Dr. Kraemer’s research explores how protein aggregation contributes to neurodegenerative diseases including Alzheimer’s disease, amyotrophic lateral sclerosis, and frontotemporal degeneration. Dr. Kraemer has developed animal models of the tau pathology seen in Alzheimer’s disease using both transgenic mice and transgenic C. elegans. Dr. Kraemer’s current work focuses on dissecting the genetic requirements for tau mediated neurodegeneration in these models. The approach leverages the experimental advantages of the C. elegans worm to identify genes involved tauopathy and TDP-43 proteinopathy. The role of these newly identified genes will be explored using transgenic mouse models. As new genes are identified that participate in tau and TDP-43 neurotoxicity, potential strategies for preventing neurodegeneration can be tested with the ultimate goal of developing effective therapies for neurodegenerative disorders.
ADRC Research and Education Component
As Co-Lead of the ADRC's Research Education Component (REC), Dr.
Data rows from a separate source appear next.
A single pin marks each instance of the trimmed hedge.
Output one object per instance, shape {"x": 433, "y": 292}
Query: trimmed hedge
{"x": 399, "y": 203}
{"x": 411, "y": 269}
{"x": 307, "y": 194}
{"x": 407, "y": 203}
Kraemer will help oversee the effort to train and develop a community of clinical, basic and translational Alzheimer's disease researchers with the necessary clinical, scientific and technical competence to effectively collaborate to define the mechanistic and biological underpinnings of Alzheimer's and related dementia, and to translate this understanding to improve the lives of those living with memory loss and dementia.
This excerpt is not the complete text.